Operating model: How to keep agents useful and safe
As you develop your enterprise agentic AI project, you'll need to ensure usefulness and safety. Follow this operating model to achieve this:
1. Define done for each workflow
Write explicit success criteria per workflow, for example, updated record, posted invoice or reconciled payment. Instrument it.
2. Measure the right KPIs
Keep an eye on your main enterprise KPIs. For example:
- First pass yield per workflow
- Tool success rate and fallback rate
- Human‑in‑the‑loop rate and time to escalate
- Cost per successful task and tokens per tool call
- Data access exceptions per 1,000 runs
3. Evaluate continuously
Blend business‑specific test sets with public evaluations. Use SWE‑bench Live as a guide for keeping tasks fresh.
4. Human approvals where risk is real
Configure gated steps for spend, personal data or external communications. Treat each approval as a learning signal, not just a block.
5. Change control
Agents change when models, prompts or tools change. Use semantic versioning, shadow runs and canary rollouts. Keep a rollback plan.
Vendor landscape at a glance
Consider these solutions for your project. Many of these have already been covered above.

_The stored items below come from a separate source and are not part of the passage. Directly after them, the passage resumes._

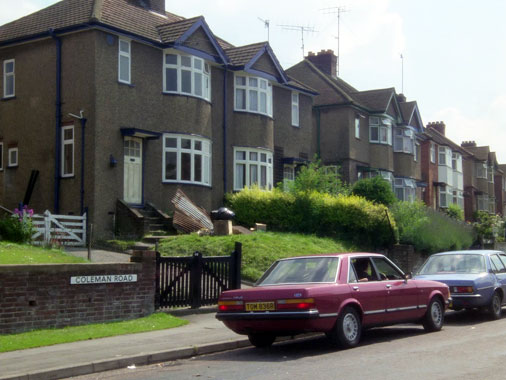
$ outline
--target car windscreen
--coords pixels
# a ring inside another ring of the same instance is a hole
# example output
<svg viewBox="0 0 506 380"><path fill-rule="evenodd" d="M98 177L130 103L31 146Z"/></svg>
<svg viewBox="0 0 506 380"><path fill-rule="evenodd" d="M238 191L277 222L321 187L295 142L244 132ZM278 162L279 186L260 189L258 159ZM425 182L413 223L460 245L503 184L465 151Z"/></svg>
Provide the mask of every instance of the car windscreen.
<svg viewBox="0 0 506 380"><path fill-rule="evenodd" d="M481 273L486 272L482 255L440 255L431 256L418 274L439 273Z"/></svg>
<svg viewBox="0 0 506 380"><path fill-rule="evenodd" d="M256 285L335 282L338 257L308 257L274 263Z"/></svg>

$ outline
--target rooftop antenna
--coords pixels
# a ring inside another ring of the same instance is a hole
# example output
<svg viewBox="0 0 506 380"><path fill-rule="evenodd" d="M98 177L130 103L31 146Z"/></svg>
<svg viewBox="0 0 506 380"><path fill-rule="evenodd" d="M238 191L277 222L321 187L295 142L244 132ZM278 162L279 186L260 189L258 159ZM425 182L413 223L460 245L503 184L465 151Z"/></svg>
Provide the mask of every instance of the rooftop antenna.
<svg viewBox="0 0 506 380"><path fill-rule="evenodd" d="M300 30L301 40L302 40L302 47L301 47L302 48L302 59L304 59L304 57L305 57L305 54L304 54L304 32L315 32L314 28L308 27L308 26L302 26L302 25L278 25L278 26L282 27L285 30L296 30L296 31Z"/></svg>
<svg viewBox="0 0 506 380"><path fill-rule="evenodd" d="M270 41L269 30L270 30L271 22L269 20L264 20L263 18L260 18L260 17L258 17L258 19L260 21L262 21L264 23L264 26L267 28L267 42L269 42Z"/></svg>
<svg viewBox="0 0 506 380"><path fill-rule="evenodd" d="M401 54L401 93L404 94L404 57Z"/></svg>
<svg viewBox="0 0 506 380"><path fill-rule="evenodd" d="M340 48L340 36L341 36L341 13L348 12L348 10L345 7L330 7L330 8L323 8L320 9L321 11L324 11L325 14L337 14L337 76L339 76L339 60L341 59L341 55L339 54L339 48Z"/></svg>

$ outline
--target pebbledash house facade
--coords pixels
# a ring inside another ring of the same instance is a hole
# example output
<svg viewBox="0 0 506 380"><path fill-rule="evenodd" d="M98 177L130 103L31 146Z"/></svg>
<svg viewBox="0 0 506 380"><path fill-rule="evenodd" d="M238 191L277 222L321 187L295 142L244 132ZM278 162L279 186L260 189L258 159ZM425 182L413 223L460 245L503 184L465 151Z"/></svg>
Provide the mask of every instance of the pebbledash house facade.
<svg viewBox="0 0 506 380"><path fill-rule="evenodd" d="M106 238L113 215L163 215L178 188L211 210L315 155L316 92L269 44L235 47L164 4L63 0L0 27L1 205L33 190L36 212L88 210Z"/></svg>

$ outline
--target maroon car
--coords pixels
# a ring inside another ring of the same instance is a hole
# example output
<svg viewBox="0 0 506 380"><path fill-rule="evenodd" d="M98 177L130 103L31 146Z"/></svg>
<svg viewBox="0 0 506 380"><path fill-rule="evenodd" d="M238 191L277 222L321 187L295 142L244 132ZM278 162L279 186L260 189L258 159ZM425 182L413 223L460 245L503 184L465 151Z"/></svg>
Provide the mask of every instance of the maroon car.
<svg viewBox="0 0 506 380"><path fill-rule="evenodd" d="M223 292L216 318L256 347L324 332L347 348L367 327L416 322L441 330L448 302L448 286L413 280L383 255L340 253L276 261L254 287Z"/></svg>

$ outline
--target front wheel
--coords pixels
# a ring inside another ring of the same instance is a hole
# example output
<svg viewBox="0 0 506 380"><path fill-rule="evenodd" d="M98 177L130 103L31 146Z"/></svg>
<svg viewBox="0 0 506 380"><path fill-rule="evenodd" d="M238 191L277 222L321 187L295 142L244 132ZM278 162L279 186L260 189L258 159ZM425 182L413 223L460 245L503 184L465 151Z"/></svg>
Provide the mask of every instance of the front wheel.
<svg viewBox="0 0 506 380"><path fill-rule="evenodd" d="M352 307L345 307L337 318L334 330L327 337L334 344L343 348L351 348L358 345L362 335L362 322L357 311Z"/></svg>
<svg viewBox="0 0 506 380"><path fill-rule="evenodd" d="M248 339L253 346L262 348L272 346L276 336L271 334L249 334Z"/></svg>
<svg viewBox="0 0 506 380"><path fill-rule="evenodd" d="M444 307L439 298L432 298L423 318L423 328L427 332L439 331L443 328Z"/></svg>
<svg viewBox="0 0 506 380"><path fill-rule="evenodd" d="M495 292L492 296L492 300L490 301L490 305L488 307L488 314L492 319L501 318L501 295L498 292Z"/></svg>

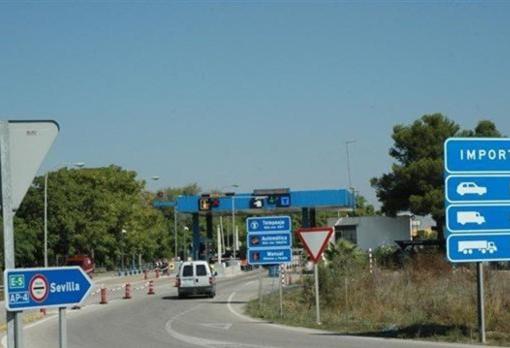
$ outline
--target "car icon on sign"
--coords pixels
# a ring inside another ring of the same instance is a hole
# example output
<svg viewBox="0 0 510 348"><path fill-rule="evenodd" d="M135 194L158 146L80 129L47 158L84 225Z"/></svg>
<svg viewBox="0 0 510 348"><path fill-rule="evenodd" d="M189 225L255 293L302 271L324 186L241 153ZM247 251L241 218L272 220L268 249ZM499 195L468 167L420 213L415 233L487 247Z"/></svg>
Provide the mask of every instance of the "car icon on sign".
<svg viewBox="0 0 510 348"><path fill-rule="evenodd" d="M487 187L478 186L474 182L461 182L459 185L457 185L457 193L461 196L464 195L482 196L487 193Z"/></svg>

- Open orchestration SDKs: Orchestration SDK options include LangGraph, Microsoft Agent Framework, AutoGen and CrewAI
- Cloud agent platforms: For cloud agent platforms, consider Amazon Bedrock plus Guardrails, Google Vertex AI Agent Builder and Azure AI Foundry agent services
- Connectivity standard: Model Context Protocol for safer, repeatable tool and data access.

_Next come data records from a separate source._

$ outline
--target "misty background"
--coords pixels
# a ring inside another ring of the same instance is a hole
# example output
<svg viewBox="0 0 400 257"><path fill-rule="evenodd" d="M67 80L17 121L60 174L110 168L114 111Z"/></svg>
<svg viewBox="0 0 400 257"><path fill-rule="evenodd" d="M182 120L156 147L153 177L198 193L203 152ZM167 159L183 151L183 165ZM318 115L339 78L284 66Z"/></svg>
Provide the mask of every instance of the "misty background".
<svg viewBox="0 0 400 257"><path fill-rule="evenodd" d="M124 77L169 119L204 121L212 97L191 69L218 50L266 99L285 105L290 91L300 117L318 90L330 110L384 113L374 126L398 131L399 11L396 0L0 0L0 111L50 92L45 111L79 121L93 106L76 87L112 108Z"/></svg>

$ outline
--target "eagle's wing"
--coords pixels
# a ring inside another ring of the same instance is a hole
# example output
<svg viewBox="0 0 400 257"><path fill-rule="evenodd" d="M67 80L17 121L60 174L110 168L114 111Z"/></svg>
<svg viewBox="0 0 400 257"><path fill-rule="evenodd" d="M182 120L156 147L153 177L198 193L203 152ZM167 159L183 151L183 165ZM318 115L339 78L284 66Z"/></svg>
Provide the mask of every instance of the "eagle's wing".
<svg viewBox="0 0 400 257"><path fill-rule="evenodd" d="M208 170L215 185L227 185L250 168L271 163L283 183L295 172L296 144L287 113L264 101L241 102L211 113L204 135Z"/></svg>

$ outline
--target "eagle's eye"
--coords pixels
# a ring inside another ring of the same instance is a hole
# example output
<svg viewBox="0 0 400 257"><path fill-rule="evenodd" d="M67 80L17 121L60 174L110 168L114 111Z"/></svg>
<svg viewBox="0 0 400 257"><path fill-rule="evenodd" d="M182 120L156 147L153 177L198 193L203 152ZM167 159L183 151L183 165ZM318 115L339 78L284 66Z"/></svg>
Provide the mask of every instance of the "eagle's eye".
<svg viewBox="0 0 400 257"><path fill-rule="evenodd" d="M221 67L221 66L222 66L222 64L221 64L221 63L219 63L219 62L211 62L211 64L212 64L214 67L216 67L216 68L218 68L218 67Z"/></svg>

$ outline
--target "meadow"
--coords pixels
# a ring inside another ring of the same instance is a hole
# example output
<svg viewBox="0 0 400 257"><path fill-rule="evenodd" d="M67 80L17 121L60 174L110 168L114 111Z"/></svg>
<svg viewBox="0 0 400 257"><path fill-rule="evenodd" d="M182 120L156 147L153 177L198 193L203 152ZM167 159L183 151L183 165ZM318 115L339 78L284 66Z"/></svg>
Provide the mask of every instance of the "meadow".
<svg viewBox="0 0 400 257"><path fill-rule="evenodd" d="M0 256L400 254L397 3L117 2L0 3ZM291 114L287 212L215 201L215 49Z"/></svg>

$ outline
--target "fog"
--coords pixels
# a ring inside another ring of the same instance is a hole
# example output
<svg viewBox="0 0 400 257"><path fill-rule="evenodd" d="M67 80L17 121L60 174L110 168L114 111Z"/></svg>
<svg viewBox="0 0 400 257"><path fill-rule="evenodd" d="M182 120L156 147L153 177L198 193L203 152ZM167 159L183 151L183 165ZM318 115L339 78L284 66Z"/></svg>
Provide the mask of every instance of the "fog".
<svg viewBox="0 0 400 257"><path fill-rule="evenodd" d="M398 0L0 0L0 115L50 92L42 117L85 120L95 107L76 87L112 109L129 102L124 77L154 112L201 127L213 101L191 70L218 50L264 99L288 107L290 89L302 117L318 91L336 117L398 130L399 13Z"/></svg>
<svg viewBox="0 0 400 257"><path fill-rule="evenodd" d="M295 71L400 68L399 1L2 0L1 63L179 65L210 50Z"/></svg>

A 90‑day plan that de‑risks the investment
The right timeline provides measurable increments that help you assess your progress. It also helps you ensure your project remains on track. Utilise this 90-day plan in your own agentic AI project.
Days 1 to 15
Pick two high‑value workflows with measurable outcomes and modest regulatory risk. Instrument the current baseline. Shortlist orchestration options and a guardrails approach. Confirm account classes and data‑use settings with each vendor.
Days 16 to 45
Build the orchestration graph with human approvals at the right steps. Connect tools using MCP where possible. Stand up tracing and cost dashboards.
Days 46 to 75
Run side‑by‑side pilots with a control group. Track first pass yield, time to complete, tool success rates, cost per task and escalation rate.
Days 76 to 90
Decide go or no‑go. If go, define SLOs and an on‑call model for agent incidents. Prepare your board update with value delivered, unit costs and risk posture against NIST AI RMF and EU AI Act expectations.
Final word
Agentic AI can be a valued and accountable assistant in production, provided that you treat it like a complete system. Make sure you choose an orchestration core that aligns with your enterprise's operating capabilities, and keep humans in the loop whenever you encounter risk.
Only choose a self-hosting model when the numbers make sense for your enterprise. Keep all this in mind, and ensure your agentic AI project avoids the scrap heap that Gartner warns about.